On a broader level, Samsung is contributing to the idea that smart TVs (and for that matter, all connected home devices) are not to be trusted.
Concerns over the safety of smart TVs date back to at least 2012, when hackers demonstrated the ability to take over televisions with built-in cameras and microphones. But more recently, the real disturbing behavior has come from TV makers themselves.
In 2013, for instance, LG was caught uploading information on file names from USB and networked storage devices, even for users who had opted out of having their viewing information collected. LG eventually disabled the data transmission through a firmware update, but only after the U.K. government started asking questions. Its smart TVs also transmit your every word to offsite servers when listening for instructions.
Still, some manufactures require users to share other kinds of information, such as viewing habits, in order to access any Internet-based features. Opt of out sharing that data with LG or Toshiba, for instance, and you won’t be able to watch Netflix.
In most cases, TV makers are just looking to squeeze out some more ad revenue while their hardware margins shrink. While Samsung’s snooping case seems a bit different, it’s not helping to restore trust in these supposedly smart televisions.
Update 2:00 P.M. EST: Samsung provided the following statement:
“Samsung takes consumer privacy very seriously. In all of our Smart TVs, any data gathering or their use is carried out with utmost transparency and we provide meaningful options for consumers to freely choose or to opt out of a service. We employ industry-standard security safeguards and practices, including data encryption, to secure consumers’ personal information and prevent unauthorized collection or use.
Voice recognition, which allows the user to control the TV using voice commands, is a Samsung Smart TV feature, which can be activated or deactivated by the user.
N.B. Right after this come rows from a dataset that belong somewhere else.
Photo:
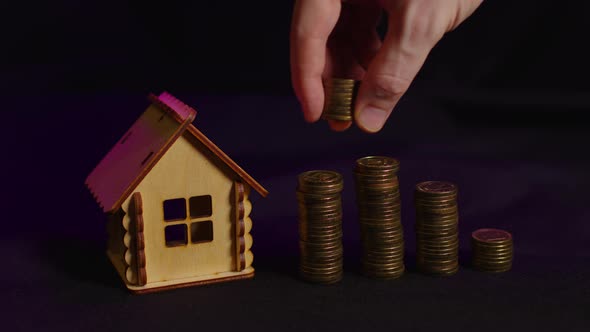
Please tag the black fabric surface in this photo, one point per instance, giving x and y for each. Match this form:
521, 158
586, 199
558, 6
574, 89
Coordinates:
516, 168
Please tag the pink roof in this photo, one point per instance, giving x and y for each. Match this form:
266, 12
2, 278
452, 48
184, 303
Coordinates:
148, 139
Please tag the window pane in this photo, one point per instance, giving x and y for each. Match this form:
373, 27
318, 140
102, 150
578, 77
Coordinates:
202, 231
175, 209
175, 235
200, 206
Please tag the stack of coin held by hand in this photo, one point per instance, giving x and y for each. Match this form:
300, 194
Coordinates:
492, 250
379, 206
339, 99
437, 228
320, 226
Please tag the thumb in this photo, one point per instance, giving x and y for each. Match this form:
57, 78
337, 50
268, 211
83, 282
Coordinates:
391, 72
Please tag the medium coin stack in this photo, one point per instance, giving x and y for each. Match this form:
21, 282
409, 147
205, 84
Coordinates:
379, 207
339, 99
320, 226
437, 228
492, 250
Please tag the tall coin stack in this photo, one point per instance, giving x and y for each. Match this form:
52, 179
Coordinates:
339, 99
492, 250
320, 226
379, 208
437, 228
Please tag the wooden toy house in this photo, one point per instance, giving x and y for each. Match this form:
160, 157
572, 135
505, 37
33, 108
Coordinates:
177, 206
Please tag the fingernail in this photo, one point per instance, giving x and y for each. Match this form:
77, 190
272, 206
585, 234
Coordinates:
372, 119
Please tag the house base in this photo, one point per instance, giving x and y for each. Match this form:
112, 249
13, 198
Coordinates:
152, 287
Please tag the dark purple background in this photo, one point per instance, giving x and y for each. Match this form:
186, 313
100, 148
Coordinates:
500, 109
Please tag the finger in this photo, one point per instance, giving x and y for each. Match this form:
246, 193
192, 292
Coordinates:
404, 50
352, 44
313, 21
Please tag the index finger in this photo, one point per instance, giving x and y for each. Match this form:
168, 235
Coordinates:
313, 21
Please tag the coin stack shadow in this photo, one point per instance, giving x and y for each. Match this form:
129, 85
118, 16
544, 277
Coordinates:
437, 228
339, 99
320, 226
492, 250
379, 206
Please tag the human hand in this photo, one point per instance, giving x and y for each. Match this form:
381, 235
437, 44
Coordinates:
333, 38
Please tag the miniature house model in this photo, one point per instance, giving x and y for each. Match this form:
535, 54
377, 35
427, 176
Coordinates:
177, 206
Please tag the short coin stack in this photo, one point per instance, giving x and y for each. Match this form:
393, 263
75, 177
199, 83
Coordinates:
437, 221
320, 226
492, 250
379, 207
339, 99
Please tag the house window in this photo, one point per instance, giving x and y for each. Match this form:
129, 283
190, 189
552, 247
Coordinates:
193, 227
175, 209
175, 235
202, 231
200, 206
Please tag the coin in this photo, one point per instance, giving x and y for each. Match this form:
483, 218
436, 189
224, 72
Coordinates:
379, 207
492, 250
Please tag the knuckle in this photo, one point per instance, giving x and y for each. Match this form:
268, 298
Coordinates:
390, 86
Should consumers enable the voice recognition capability, the voice data consists of TV commands, or search sentences, only. Users can easily recognize if the voice recognition feature is
activated because a microphone icon appears on the screen.
Samsung does not sell voice data to third parties. If a consumer consents and uses the voice recognition feature, voice data is provided to a third party during a requested voice command search. At that time, the voice data is sent to a server, which searches for the requested content then returns the desired content to the TV. Samsung encourages consumers to contact the company directly with any product concerns or questions at 0330 726 7864.”